Tom Davis: Look: Our prescription has always been that higher taxes and needless regulations–and there are a lot hanging around. You need to be looking at them so that businesses can operate more efficiently. One of the biggest problems right now is that we have a political system that is not operating very efficiently on issues from the Export-Import Bank; to getting a long-term transportation bill which has been on life-support for six months–for six years; to just getting the Appropriations bills out on time. We just have a political system that is not functioning very efficiently. And that has, I think, a drag on the economy. We’re not getting out of the government what we ought to be.

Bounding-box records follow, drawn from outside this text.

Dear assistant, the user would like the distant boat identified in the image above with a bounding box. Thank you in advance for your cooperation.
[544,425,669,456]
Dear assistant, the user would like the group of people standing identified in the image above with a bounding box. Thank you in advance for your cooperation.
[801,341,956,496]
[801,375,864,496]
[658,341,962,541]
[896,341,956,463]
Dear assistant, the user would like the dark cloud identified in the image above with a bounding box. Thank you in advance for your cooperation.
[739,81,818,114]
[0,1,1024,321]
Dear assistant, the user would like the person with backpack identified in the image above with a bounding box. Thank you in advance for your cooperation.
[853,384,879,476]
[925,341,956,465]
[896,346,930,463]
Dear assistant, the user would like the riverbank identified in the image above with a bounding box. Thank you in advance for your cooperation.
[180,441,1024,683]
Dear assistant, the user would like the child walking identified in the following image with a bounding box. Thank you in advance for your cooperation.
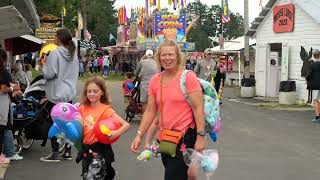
[122,72,133,108]
[77,77,130,180]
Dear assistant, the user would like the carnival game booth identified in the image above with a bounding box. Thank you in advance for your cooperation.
[0,0,41,70]
[247,0,320,103]
[212,36,256,86]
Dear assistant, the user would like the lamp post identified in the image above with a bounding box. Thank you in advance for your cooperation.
[243,0,250,78]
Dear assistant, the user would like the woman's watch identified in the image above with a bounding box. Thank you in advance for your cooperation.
[197,130,206,137]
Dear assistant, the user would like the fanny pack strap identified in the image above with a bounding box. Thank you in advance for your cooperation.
[159,74,163,130]
[159,74,189,134]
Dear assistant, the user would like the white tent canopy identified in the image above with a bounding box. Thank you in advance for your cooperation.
[212,36,256,53]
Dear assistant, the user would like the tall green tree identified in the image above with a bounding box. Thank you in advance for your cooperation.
[87,0,117,46]
[182,1,244,51]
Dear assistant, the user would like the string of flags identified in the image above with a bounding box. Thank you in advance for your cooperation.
[118,0,187,25]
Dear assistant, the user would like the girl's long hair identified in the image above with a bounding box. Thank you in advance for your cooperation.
[80,77,110,105]
[56,29,76,57]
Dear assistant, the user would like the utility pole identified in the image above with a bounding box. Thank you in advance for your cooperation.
[243,0,250,78]
[80,0,88,38]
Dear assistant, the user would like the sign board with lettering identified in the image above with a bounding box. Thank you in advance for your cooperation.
[273,3,295,33]
[153,14,187,43]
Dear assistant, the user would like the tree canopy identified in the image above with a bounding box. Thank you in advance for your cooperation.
[181,1,244,51]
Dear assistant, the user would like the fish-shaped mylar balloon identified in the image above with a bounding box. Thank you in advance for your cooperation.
[48,103,83,150]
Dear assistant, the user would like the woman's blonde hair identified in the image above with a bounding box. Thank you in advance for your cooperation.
[155,40,184,68]
[80,77,110,105]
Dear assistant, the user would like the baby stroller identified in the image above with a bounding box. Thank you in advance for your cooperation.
[11,76,64,153]
[125,78,142,122]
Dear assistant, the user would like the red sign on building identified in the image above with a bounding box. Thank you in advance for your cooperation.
[273,3,294,32]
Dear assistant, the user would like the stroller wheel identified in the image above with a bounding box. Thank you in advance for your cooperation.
[13,135,23,154]
[126,105,135,122]
[58,139,66,153]
[22,139,34,150]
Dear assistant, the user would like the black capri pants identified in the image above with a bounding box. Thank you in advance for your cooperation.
[161,128,197,180]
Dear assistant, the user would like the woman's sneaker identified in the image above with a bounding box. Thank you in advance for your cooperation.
[8,154,23,161]
[61,151,72,160]
[0,154,10,164]
[40,152,61,163]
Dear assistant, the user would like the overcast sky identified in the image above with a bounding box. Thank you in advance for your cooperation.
[115,0,268,22]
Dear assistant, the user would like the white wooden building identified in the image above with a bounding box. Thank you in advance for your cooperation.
[211,36,256,86]
[247,0,320,103]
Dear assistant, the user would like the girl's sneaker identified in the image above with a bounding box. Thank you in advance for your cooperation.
[0,154,10,164]
[8,154,23,161]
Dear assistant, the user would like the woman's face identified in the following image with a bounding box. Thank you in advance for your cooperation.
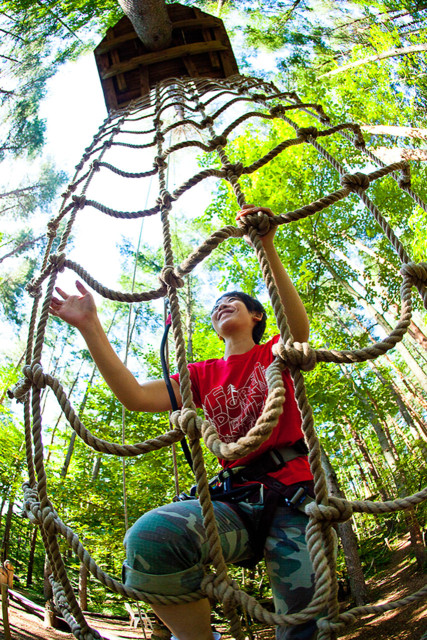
[211,296,261,338]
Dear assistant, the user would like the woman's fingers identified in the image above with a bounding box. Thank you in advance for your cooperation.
[76,280,89,295]
[52,287,70,300]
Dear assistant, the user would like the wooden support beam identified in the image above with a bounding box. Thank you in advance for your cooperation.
[101,40,227,80]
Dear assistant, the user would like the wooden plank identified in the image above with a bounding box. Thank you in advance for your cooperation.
[182,56,199,78]
[95,53,119,111]
[101,40,227,80]
[9,589,44,620]
[138,66,150,101]
[95,18,221,55]
[110,49,127,91]
[1,582,12,640]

Matt Miller: Brad, Democrats and even President Obama would agree with that. They would like to see lower taxes and fewer regulations, but also more spending. Right?

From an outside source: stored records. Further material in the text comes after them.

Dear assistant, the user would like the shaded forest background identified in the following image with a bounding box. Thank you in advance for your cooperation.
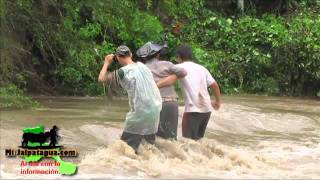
[0,0,320,106]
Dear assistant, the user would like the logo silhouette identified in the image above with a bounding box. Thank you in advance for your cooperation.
[21,125,60,148]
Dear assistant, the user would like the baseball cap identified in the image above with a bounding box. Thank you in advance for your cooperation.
[115,45,131,56]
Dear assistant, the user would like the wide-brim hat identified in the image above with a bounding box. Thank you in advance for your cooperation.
[136,42,168,58]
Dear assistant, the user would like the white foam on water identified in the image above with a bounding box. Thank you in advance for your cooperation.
[79,138,302,178]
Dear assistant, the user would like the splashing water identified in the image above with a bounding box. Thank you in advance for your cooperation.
[1,97,320,179]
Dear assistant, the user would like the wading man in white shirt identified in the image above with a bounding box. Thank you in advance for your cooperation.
[157,45,221,140]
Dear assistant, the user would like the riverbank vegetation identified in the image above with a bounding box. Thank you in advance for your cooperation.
[0,0,320,107]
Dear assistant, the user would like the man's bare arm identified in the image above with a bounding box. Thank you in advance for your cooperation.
[210,82,221,110]
[157,74,178,88]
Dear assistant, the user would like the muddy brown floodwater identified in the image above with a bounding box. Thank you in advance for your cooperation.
[0,96,320,179]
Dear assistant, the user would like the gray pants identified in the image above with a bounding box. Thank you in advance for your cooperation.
[157,101,179,139]
[182,112,211,140]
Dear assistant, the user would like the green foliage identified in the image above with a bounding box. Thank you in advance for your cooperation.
[0,0,320,96]
[0,84,40,108]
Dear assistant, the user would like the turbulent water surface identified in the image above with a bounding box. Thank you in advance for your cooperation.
[0,96,320,179]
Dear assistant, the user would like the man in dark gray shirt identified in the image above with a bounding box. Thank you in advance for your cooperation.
[137,42,187,139]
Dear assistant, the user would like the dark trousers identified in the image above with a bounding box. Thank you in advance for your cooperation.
[121,132,156,153]
[157,101,179,139]
[182,112,211,140]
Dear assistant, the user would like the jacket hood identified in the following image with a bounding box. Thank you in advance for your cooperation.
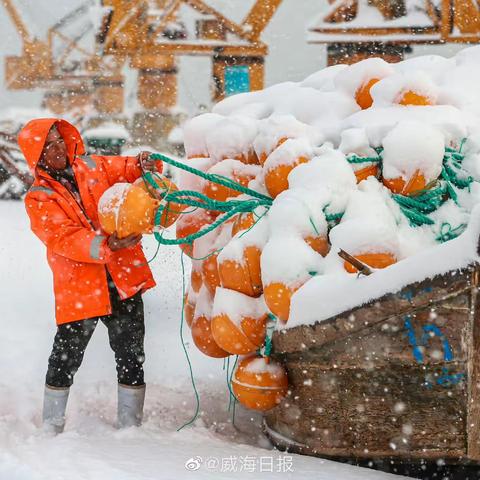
[18,118,85,173]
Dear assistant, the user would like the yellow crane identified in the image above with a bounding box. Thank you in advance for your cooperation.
[4,0,281,143]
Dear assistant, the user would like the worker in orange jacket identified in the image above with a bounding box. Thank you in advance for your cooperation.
[18,118,161,433]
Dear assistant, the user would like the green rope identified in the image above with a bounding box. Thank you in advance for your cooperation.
[347,153,382,165]
[143,165,272,249]
[392,139,474,232]
[150,153,272,203]
[436,222,467,242]
[257,313,277,357]
[177,252,200,432]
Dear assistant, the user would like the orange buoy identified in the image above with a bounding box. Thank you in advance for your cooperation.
[355,78,380,110]
[265,157,308,198]
[191,286,228,358]
[190,263,203,293]
[305,235,330,257]
[191,315,229,358]
[202,253,221,295]
[202,159,260,202]
[212,288,268,355]
[263,282,300,322]
[134,174,186,228]
[98,183,160,238]
[258,137,288,165]
[397,90,434,106]
[232,356,288,412]
[176,209,216,257]
[232,149,260,165]
[183,293,195,327]
[218,245,263,297]
[383,170,427,195]
[232,212,255,237]
[354,163,379,183]
[343,253,397,273]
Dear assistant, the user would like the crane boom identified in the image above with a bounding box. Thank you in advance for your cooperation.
[3,0,32,44]
[242,0,282,40]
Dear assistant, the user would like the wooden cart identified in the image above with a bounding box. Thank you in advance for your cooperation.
[265,265,480,463]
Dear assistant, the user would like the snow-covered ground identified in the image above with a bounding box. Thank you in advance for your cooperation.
[0,202,404,480]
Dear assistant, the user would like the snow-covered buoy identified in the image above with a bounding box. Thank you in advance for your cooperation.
[212,288,268,355]
[232,356,288,412]
[98,183,160,238]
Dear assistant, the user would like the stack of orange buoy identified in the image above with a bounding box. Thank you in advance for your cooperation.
[177,51,472,410]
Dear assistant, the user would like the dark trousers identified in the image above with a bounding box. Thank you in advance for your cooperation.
[46,282,145,387]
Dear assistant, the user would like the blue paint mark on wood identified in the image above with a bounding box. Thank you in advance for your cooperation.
[404,315,465,388]
[225,65,250,97]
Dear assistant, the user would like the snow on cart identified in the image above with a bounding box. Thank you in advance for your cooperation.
[98,47,480,461]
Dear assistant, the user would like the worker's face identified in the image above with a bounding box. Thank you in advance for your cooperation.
[42,130,67,170]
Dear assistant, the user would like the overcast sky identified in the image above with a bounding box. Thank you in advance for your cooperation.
[0,0,464,112]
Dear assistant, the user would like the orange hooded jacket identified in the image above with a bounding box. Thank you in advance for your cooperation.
[18,118,155,325]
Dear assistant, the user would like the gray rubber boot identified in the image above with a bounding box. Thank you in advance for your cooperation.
[42,385,70,434]
[117,383,146,428]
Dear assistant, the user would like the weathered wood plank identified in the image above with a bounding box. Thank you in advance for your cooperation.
[467,270,480,461]
[273,268,472,353]
[265,266,480,461]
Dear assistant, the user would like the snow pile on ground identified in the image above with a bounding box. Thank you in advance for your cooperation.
[0,201,404,480]
[182,47,480,328]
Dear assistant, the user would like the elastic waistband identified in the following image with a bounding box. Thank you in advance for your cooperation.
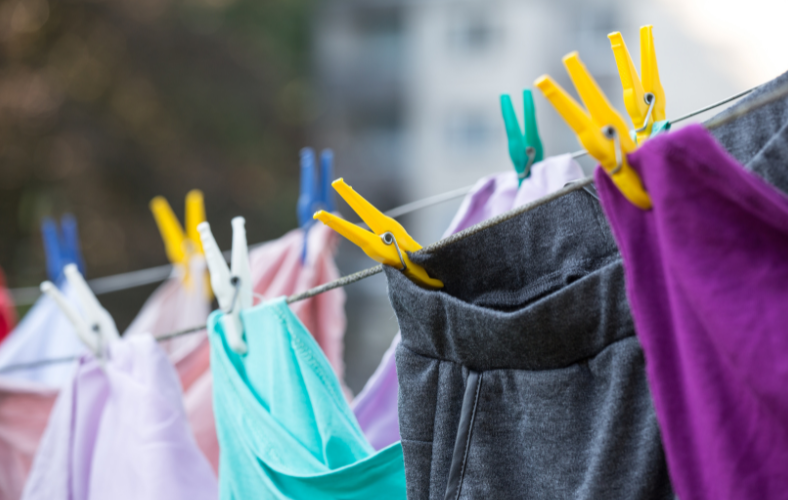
[384,191,634,370]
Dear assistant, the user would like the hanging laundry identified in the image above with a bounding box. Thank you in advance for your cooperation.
[596,125,788,500]
[209,299,405,500]
[0,283,85,500]
[165,225,350,473]
[0,268,16,342]
[353,154,583,450]
[23,335,217,500]
[0,283,85,388]
[123,256,211,364]
[0,377,58,500]
[249,224,349,378]
[384,190,674,500]
[711,72,788,193]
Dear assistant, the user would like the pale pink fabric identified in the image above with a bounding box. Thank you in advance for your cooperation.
[22,335,218,500]
[0,378,58,500]
[0,225,349,484]
[123,256,211,362]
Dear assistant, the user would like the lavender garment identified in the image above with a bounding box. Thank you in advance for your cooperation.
[353,154,583,450]
[596,126,788,500]
[22,335,218,500]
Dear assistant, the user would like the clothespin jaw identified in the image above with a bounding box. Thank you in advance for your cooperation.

Brad DeLong: Well, I don’t think it is just Democrats who would like to see more spending. Back in the 1970s Milton Friedman looked back at the Great Depression. He talked about what his teachers had recommended as policies and what he would have advocated in the Great Depression. He called for, in situations like that, and, I think, in situations like this, for coordinated monetary and fiscal expansion. With interest rates at their extraordinarily low levels, now, as in the 1930s, is a once-in-a-century opportunity to pull all the infrastructure spending we will be doing over the next generation forward in time and do it over the next five years, when the government can finance it at such extraordinarily good terms.
Matt Miller: We have a national infrastructure crisis, right? Roads and bridges, ports and airports are at levels that are critical and certainly not worthy of a first-world country. Tom, don’t you agree we need to fix that up quickly?
Tom Davis: I agree with that. Look, I think that with the stimulus package that was passed in 2009 they blew an opportunity to do more for infrastructure. We should have had something to show at the end of that. With the money, maybe we got a short-term stimulus, but we should have gotten something long-term.
Brad DeLong: They had to get it through with only Democratic votes. Why weren’t there any Republicans willing to deal? We could have gotten a larger and much better-crafted program.
Matt Miller: There was a lot of money there. There was a lot of money there, Brad.
Brad: Yep.
Tom Davis: Let me interject. I know something about politics. I think the President’s inclination was to deal with Republicans, but Democrat leaders said: “No: We are in charge. You have to go through us.” And I think that hampered his ability. It wasn’t just Republicans. You offer us a bad deal, don’t expect us to take it.
Matt Miller: That doesn’t change the fact that we still have crumbling infrastructure in this country.
Tom Davis: No, I agree.
Matt Miller: It needs to be, somehow, brought up to snuff. How would you do that?
Tom Davis: You need a massive transportation bill at this point. And you need continuity. Right now this thing is on life support. So long-term projects are not moving through. States are taking some initiative in some cases. But this is the time to do it.
Matt Miller: Brad, it sounds like…
Brad DeLong: When Larry Summers was in the White House, he spent two years trying to assemble a centrist bipartisan coalition for a large-scale long-lasting infrastructure bank, and got no Republican bites at all.
Tom Davis: Well, the Democrats controlled both houses. They could have done it. That is all I am saying. We have to look ahead at this point. But I think they blew the opportunity with that bill when they controlled everything. I think bipartisan government right now has just crumbled. We have turned almost into a parliamentary system in our behavior, and unfortunately with our system of government that just does not work very well.
Matt Miller: It sounds like we are all in agreement that something needs to be done. Hopefully that can happen. Maybe the two of you can get together after this program.